Ausgerechnet in der Antikriegspartei Die Linke hat sich jetzt eine Spitzenpolitikerin zu Wort gemeldet, die den IS gar nicht so schlimm findet. Die eigentliche Gefahr, der eigentliche Fluchtverursacher in Syrien sei das »Assad-Regime«, erklärt Christine Buchholz, die für Die Linke im Verteidigungsausschuss des Bundestages sitzt und dem Geschäftsführenden Bundesvorstand der Partei angehört.
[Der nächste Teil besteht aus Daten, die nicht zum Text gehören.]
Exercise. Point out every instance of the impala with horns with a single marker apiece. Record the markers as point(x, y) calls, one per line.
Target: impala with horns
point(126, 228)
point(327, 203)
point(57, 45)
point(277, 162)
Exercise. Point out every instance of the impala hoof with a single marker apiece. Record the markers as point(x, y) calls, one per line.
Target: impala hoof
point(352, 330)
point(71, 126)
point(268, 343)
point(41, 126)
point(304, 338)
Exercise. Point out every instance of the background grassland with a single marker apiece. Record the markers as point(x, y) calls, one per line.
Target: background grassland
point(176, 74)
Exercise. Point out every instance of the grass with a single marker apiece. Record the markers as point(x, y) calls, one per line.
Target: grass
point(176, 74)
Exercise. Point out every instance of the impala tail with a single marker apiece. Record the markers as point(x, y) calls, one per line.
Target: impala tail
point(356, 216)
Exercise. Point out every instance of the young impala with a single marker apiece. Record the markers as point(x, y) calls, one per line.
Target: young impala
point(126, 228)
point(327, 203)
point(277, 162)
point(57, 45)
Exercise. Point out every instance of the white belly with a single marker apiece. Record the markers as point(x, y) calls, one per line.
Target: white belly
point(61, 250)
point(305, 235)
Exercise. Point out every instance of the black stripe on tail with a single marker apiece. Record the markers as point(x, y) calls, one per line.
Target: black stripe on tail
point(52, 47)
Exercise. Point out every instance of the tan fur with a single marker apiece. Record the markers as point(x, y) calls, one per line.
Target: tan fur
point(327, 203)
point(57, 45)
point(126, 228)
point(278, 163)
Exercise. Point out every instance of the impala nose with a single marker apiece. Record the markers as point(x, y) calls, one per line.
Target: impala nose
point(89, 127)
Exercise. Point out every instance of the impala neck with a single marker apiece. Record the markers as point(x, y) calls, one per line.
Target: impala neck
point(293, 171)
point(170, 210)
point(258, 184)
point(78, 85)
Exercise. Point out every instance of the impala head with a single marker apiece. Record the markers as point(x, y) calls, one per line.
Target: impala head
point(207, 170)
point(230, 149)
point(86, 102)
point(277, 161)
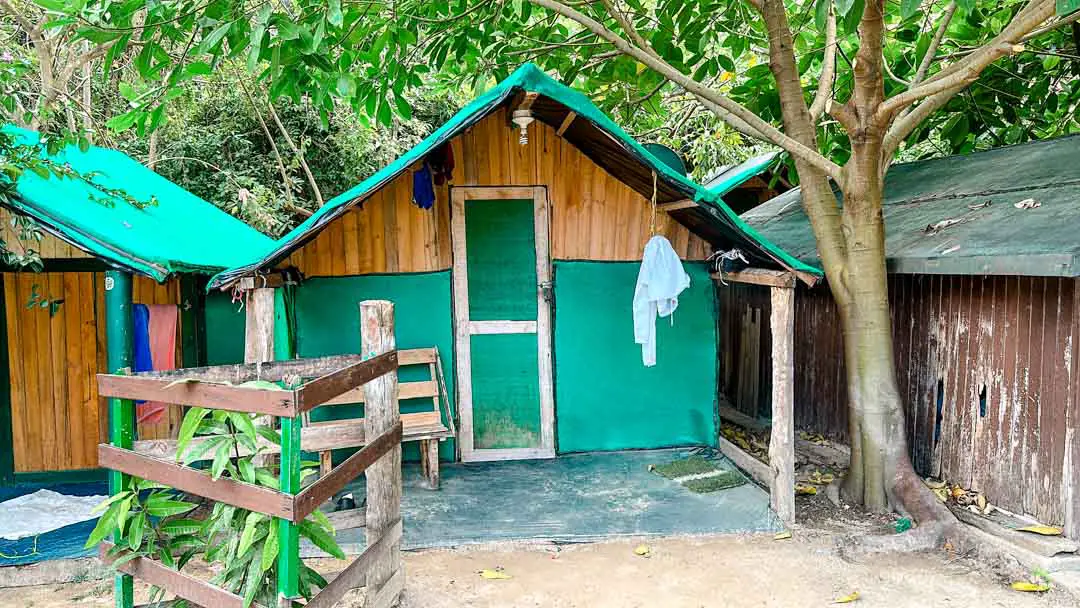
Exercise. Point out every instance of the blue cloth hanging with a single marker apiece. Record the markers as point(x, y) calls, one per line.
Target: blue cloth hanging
point(423, 191)
point(140, 338)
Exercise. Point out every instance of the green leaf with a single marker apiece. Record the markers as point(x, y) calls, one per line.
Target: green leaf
point(908, 9)
point(220, 459)
point(122, 122)
point(135, 531)
point(188, 427)
point(105, 526)
point(181, 527)
point(247, 537)
point(164, 508)
point(334, 13)
point(243, 423)
point(246, 470)
point(321, 538)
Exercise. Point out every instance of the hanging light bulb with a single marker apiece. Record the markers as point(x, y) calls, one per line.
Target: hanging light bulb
point(523, 119)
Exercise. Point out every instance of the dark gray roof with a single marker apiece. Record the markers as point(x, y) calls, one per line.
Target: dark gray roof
point(977, 196)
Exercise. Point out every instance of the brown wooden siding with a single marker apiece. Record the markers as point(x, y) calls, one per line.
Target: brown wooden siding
point(994, 354)
point(594, 216)
point(57, 418)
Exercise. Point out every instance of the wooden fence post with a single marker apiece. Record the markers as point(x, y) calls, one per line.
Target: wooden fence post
point(782, 441)
point(118, 336)
point(386, 578)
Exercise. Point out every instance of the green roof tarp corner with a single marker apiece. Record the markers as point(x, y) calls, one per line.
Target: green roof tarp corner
point(531, 79)
point(181, 233)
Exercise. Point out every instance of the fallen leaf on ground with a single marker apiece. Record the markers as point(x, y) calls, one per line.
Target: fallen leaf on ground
point(1044, 530)
point(1030, 588)
point(847, 598)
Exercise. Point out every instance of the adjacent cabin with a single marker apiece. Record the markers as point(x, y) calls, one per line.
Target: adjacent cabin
point(54, 330)
point(520, 268)
point(984, 264)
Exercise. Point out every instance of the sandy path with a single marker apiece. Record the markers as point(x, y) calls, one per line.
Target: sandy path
point(724, 571)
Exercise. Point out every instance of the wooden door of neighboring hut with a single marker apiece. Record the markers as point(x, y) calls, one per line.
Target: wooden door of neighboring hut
point(502, 322)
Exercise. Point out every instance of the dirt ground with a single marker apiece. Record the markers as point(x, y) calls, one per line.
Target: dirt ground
point(729, 571)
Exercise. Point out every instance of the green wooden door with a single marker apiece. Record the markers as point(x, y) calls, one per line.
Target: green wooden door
point(501, 277)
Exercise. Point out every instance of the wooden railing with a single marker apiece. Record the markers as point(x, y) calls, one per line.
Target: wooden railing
point(379, 566)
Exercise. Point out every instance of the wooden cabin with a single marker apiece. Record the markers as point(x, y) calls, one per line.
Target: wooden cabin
point(53, 327)
point(984, 267)
point(523, 273)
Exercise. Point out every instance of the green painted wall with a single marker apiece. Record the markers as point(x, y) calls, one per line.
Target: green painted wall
point(327, 322)
point(605, 399)
point(225, 329)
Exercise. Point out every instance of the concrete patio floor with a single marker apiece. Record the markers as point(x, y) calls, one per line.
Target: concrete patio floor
point(575, 498)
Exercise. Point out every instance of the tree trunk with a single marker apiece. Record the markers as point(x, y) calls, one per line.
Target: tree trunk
point(880, 475)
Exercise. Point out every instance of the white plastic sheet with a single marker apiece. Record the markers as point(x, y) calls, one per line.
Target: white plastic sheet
point(43, 511)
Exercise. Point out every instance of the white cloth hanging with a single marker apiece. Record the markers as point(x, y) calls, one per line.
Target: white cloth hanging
point(660, 280)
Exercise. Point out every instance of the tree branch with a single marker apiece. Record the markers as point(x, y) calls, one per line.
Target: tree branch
point(299, 154)
point(824, 96)
point(968, 69)
point(732, 109)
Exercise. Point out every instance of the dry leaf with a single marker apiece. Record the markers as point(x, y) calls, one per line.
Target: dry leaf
point(1044, 530)
point(1030, 588)
point(847, 598)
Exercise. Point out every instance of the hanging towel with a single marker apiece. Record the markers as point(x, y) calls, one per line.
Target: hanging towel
point(140, 339)
point(423, 192)
point(660, 280)
point(162, 332)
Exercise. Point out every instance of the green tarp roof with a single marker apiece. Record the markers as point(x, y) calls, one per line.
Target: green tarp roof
point(594, 133)
point(181, 233)
point(976, 196)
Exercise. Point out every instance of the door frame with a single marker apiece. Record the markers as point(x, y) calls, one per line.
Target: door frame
point(464, 328)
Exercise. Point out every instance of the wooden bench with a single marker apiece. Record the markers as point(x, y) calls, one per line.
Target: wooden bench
point(423, 427)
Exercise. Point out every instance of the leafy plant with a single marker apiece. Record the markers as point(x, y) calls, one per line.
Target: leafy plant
point(243, 542)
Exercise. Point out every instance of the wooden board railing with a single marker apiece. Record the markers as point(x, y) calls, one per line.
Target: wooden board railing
point(214, 395)
point(184, 585)
point(199, 483)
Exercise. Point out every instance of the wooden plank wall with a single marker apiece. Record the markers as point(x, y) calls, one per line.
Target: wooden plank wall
point(594, 216)
point(995, 353)
point(56, 421)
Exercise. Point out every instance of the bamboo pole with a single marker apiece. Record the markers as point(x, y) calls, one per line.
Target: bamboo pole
point(118, 319)
point(385, 579)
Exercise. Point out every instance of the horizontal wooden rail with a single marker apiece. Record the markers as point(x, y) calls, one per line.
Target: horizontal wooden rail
point(185, 585)
point(325, 388)
point(327, 486)
point(199, 483)
point(354, 576)
point(202, 394)
point(274, 370)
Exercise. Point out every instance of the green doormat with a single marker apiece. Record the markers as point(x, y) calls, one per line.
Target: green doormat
point(699, 474)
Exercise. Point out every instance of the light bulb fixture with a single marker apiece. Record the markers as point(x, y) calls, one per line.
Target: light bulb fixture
point(523, 119)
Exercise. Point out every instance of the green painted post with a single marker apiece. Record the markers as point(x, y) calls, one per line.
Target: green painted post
point(288, 552)
point(118, 319)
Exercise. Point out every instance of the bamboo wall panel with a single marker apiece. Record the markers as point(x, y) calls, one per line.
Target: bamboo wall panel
point(50, 247)
point(985, 368)
point(56, 420)
point(594, 216)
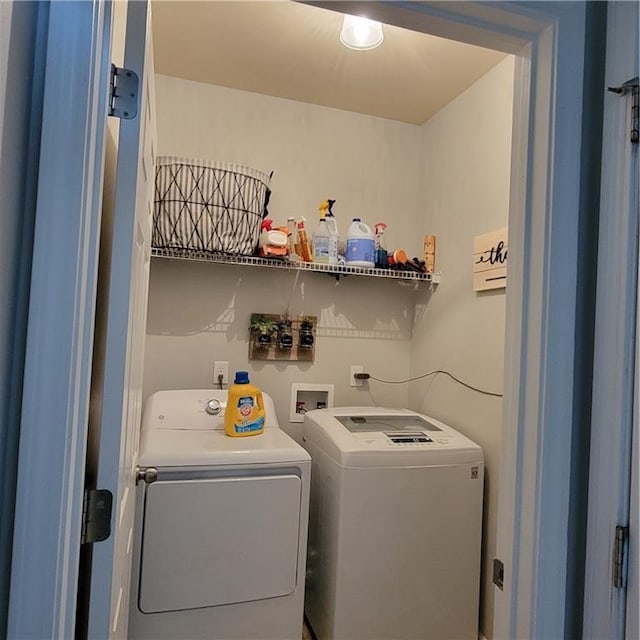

In einem sechsseitigen Thesenpapier »Syrien, Irak und die Fluchtbewegung« startet die Linke-Bundestagsabgeordnete – zusammen mit Frank Renken vom Linke-Netzwerk »Marx21« – eine IS-Entlastungsoffensive: »Bis Mitte September haben dieses Jahr etwa 380.000 Menschen in Europa um Asyl nachgesucht. Weitere Hunderttausende sind noch nicht registriert oder befinden sich auf dem Weg nach West- und Nordeuropa. Die Hälfte davon stammt aus Syrien. Die Regierungen in Frankreich und Russland nutzen diese Situation, um direkt militärisch in Syrien aktiv zu werden. Sie geben vor, dass die Beteiligung am Krieg gegen den ›Islamischen Staat‹ (IS) helfen würde, die Fluchtursachen zu bekämpfen. Tatsächlich ist der IS nicht die Hauptursache für die derzeitige Fluchtbewegung von Syrern nach Europa. Die Flucht auf der Route über die Türkei, Griechenland und den Balkan hat eingesetzt, nachdem der IS in Nordsyrien zurückgedrängt wurde.«
Nicht der US-geführte Krieg gegen den Irak hat Al-Qaida und IS im Zweistromland und in der Levante erst zum Leben erweckt, nicht die Milliarden Dollarzuwendungen aus den reichen Golfstaaten haben die militanten Dschihadisten aufmunitioniert, nicht der NATO-Staat Türkei hat Tausende »Freiwillige« aus aller Herren Länder in den Gotteskrieg gegen Syrien passieren lassen: Nein, für die linke Geostrategen liegt die Sache anders. Geburtshelfer des IS war, wer sonst auch, das »Assad-Regime«: »Bereits im Herbst 2011 wurden einige derjenigen aus dem Gefängnis entlassen, die später dschihadistische Gruppen gebildet haben. Auch der IS, der aus Irak kommend seit 2013 in den syrischen Bürgerkrieg intervenierte, wurde und wird vom Regime nicht aktiv angegriffen. Bei den Zielen, die Assads Luftwaffe seit Monaten reichlich ungenau mit Fassbomben attackiert, handelt es sich hauptsächlich um Wohngebiete in Aleppo oder im Umland von Damaskus. Also Gebiete, in denen der IS nie Fuß fassen konnte oder vertrieben wurde.«
Eine »tragfähige Lösung« für Syrien sei mit dem Regime »nicht denkbar«. Und gegen die russische Unterstützung für den Damaszenischen Antiterrorkampf gerichtet, stellen Buchholz und Co. fest: »Eine von außen aufgezwungene Lösung, die das Regime stabilisiert, wird nur weiteren Widerstand hervorrufen, aber auch Terrorakte gegen diese äußeren Mächte.«
Denkt man die Buchholzschen Thesen zu Ende, müsste der IS erst einmal Damaskus von Assad befreien, damit aus den Trümmerstädten in Tausend und einer Nacht blühende Landschaften werden. »Die syrische Revolution hat neben der Befreiung der kurdischen Gebiete und arabischer Orte im Norden und um die Hauptstadt eine Vielzahl an Strömungen und Organisationen hervorgebracht, die im Land und in der Diaspora weiterwirken.« Auf diese »Kräfte am Boden der Gesellschaft« müsse sich »linke Politik« beziehen.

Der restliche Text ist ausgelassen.